Love Is Not Like Flowers
You find the garden easy, as if it’s a beacon,
Bright as the orange marigold, reflective.
I guess there are no brambles, not for you.
I lay across my heart and unfurl myself, emerald green,
You hold me without fear.
I will love you as a serpent loves, with teeth and scales.
Your face looms before me, purple-shadowed,
the sun catcher at night, cracked hand enclosed
in a pink-golden glow,
and I know in an instant: our love will be blue.
The small blue of hope: china teacup blue,
but also comet blue, detritus succumbing to the stratosphere,
the blue of burning.
We stand together in the roots of me and I speak for the first time.
Picture me, I say. Picture me for hours. Picture me frayed around the edges, worn and colorless, and love me still. I am not gray yet but I will get there. Be there to see it.

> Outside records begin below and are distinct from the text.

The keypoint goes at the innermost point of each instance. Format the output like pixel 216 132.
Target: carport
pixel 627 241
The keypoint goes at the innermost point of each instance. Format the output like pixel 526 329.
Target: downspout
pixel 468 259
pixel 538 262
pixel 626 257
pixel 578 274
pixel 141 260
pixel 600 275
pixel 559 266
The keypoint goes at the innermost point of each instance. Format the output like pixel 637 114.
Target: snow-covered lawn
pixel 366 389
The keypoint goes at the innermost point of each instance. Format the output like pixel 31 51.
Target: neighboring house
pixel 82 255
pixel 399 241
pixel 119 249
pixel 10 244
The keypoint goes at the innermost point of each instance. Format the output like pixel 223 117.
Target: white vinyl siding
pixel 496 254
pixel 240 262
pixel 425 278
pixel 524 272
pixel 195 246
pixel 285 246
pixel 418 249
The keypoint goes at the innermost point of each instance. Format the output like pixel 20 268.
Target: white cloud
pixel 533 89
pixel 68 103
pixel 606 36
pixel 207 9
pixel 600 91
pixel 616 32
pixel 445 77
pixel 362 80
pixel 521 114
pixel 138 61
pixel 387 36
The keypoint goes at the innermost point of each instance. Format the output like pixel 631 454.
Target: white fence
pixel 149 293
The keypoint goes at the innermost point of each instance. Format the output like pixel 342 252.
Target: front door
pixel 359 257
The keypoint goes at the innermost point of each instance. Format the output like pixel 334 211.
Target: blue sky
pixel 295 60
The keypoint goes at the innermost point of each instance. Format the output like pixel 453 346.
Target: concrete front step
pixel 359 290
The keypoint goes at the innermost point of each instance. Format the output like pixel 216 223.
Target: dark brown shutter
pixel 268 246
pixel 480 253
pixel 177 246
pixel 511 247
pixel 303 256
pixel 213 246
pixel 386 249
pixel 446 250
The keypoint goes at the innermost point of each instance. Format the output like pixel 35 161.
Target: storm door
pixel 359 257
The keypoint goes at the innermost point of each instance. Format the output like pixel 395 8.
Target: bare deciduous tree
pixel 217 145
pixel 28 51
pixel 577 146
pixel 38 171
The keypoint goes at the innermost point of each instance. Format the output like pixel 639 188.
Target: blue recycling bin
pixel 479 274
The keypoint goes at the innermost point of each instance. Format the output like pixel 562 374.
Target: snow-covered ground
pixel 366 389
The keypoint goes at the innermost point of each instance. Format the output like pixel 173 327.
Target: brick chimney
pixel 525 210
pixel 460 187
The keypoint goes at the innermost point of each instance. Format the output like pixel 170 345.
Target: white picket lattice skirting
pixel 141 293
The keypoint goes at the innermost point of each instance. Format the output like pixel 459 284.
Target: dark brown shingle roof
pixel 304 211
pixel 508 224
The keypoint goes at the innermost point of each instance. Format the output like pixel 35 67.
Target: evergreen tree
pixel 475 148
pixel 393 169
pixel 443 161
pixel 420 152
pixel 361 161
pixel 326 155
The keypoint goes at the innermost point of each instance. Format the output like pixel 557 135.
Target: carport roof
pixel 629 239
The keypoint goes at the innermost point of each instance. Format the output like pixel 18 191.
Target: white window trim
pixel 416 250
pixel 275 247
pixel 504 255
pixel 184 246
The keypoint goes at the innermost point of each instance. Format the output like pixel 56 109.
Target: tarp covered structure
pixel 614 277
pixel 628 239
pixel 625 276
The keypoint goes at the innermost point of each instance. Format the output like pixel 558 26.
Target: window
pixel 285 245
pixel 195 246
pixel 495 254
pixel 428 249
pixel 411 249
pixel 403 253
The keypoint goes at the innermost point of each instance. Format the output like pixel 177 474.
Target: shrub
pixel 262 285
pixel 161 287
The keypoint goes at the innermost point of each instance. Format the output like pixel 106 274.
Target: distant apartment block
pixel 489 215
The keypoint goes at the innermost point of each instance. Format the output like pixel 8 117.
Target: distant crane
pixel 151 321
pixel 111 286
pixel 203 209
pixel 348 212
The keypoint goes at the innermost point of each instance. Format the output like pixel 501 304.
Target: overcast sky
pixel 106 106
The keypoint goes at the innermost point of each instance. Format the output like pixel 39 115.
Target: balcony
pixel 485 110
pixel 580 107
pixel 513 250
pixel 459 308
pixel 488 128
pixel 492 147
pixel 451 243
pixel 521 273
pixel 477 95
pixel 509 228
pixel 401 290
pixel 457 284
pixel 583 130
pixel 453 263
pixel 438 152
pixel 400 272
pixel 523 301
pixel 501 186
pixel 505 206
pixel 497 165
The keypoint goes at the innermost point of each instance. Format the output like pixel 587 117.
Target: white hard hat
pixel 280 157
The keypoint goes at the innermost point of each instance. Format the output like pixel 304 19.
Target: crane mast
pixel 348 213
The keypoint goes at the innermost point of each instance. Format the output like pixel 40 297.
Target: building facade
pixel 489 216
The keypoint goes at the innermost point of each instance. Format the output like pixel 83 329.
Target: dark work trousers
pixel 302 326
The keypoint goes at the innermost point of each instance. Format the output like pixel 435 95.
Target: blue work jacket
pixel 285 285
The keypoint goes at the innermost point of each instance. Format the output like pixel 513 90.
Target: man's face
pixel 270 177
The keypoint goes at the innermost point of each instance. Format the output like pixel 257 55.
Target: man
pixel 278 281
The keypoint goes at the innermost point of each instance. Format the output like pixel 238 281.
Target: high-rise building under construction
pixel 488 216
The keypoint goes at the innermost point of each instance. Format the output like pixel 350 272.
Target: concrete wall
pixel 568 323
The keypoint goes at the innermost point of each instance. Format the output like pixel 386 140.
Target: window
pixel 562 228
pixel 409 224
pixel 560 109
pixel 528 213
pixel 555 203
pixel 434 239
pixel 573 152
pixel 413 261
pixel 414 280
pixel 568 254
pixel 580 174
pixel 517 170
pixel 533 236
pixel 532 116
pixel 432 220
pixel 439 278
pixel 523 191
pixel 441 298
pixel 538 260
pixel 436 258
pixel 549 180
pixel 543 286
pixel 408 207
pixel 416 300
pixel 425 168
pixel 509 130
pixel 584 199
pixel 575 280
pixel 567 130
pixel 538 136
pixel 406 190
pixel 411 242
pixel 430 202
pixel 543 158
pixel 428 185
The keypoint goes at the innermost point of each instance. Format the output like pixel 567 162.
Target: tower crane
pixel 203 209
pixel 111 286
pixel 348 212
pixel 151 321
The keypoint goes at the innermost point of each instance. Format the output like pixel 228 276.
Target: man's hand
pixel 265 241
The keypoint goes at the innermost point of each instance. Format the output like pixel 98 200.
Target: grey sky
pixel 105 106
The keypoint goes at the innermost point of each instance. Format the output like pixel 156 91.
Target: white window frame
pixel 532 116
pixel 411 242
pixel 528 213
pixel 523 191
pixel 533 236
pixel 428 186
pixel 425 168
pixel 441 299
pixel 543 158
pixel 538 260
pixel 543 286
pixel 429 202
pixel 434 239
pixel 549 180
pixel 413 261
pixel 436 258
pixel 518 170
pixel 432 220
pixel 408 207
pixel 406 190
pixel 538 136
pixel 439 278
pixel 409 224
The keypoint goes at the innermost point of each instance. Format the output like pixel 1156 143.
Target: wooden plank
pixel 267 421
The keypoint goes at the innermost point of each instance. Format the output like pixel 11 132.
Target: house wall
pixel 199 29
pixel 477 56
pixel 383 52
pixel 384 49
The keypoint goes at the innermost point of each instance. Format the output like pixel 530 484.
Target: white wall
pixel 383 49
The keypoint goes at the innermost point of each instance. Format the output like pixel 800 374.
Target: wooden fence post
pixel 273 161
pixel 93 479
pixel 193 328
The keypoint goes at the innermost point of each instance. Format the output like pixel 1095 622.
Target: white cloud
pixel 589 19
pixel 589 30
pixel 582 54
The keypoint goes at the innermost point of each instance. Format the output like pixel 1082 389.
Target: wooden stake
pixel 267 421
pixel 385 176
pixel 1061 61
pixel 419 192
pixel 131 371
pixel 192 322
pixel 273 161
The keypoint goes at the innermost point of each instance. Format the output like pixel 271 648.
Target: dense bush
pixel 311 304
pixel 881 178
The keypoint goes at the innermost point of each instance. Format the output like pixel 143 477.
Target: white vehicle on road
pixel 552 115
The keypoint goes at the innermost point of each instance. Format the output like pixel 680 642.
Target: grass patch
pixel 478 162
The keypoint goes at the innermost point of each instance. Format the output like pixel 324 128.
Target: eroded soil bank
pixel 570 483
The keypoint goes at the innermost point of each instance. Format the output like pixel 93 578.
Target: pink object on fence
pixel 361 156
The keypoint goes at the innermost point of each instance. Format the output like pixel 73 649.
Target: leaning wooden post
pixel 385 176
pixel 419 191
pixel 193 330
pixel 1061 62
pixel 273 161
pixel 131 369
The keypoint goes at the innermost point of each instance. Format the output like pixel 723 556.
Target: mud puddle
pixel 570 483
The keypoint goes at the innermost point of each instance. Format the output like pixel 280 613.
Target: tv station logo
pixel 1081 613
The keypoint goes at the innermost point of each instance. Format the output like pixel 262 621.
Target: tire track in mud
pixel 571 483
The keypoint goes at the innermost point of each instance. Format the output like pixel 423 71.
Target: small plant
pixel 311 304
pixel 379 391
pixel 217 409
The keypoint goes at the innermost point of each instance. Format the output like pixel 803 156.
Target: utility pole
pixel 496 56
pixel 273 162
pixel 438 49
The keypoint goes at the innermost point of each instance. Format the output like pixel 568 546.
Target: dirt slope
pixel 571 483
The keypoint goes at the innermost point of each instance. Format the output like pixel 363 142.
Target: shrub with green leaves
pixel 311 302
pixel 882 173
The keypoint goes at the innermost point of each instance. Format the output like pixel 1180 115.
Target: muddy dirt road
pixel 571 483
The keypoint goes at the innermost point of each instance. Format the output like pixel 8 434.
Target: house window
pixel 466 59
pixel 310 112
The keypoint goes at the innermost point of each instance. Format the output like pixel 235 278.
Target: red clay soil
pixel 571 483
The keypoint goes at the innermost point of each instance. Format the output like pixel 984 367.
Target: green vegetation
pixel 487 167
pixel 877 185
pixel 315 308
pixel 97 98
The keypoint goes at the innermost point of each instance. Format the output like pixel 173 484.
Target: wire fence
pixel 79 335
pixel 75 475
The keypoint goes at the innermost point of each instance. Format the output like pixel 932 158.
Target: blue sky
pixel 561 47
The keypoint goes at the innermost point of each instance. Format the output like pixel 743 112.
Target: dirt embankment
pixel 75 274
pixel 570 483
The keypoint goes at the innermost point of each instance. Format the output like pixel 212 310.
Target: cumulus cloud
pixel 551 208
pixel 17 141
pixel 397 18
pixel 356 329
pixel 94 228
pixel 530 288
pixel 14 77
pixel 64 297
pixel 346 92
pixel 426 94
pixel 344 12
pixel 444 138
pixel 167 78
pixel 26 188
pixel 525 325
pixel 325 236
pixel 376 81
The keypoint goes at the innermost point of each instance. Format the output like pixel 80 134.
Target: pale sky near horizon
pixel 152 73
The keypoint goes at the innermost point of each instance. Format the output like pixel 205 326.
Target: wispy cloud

In death you can look at a tree branch and become one, and so I will, the young kind that bends for the wind. I will trade my skin for supple wood, grow blossoms from my tongue. I’ll push them yellow, orange, flame-like, up my throat with all the ferocity of a scream. Who says nature is gentle? I am of the earth and one step from wrath. And yet in this afterlife I am small still, prone to burning. Maybe I only want the end so I can eavesdrop on the world. I always thought the rain would speak to me, if I could do more than stand in it with too-frail limbs. Tell me sky, what color are you really? Do you remember the day I was born? I love you, say it back.
Two and a Half Seconds
The concrete is blue, barely warm.
six in the morning.
My blood, a nocturnal animal, feels half gone, asleep behind a dumpster.
Today is the day I will remember who I am.
Today is for the Important Thing:
the slip-slick openness of my heart,
a clam forced from reticence by my own prying fingers,
scars beneath the nails;
It was not easy! I say, when people ask.
Now, I walk.
There is sweat beneath my mouth.
I wear the pearls of redemption;
they do not go with my clothes.
When I arrive at the bank everyone will stare,
and dawn, for two and a half seconds, will make me radiant.
If your head has rafters I am in them, warming myself, humming a faint owl song. I prefer the night, but noon looks best on you, so here I am across the table. You talk and talk; hopefully I listen. But the eye color you hate is honey now, distracting and true golden, ready to drip drop through the trees like afternoon sun. I feel as though we are singing, even in the heavy silence, the condensation on your glass ringing with noise. In two years we won’t remember, but this day will live in me anyway, as bluebells threaded through my ribs. I feel them now, the slight pain of sprouting.
Beneath the spinning air, a cold jugular. Not quite still, but small in its breaths. I long for you as if I weren’t splayed across the road, beyond my body; for you I feel without skin. Beneath the street lamps, my tiny heart, asphalt-shadowed, oozing. I still believe it belongs to a meadow, and you know this because you know me. As children I told you I was a queen, if only of oxeye daisies and peeling paint, and when I sat and thought of heaven it was a quiet beach at dawn. No one walks with me in the blessed place, but I try to make space for you. It is like trying to grow a new bone. When I come back to the world, my face is beneath a muffler. My sternum aches, bloody and warm. The x-rays detect new marrow.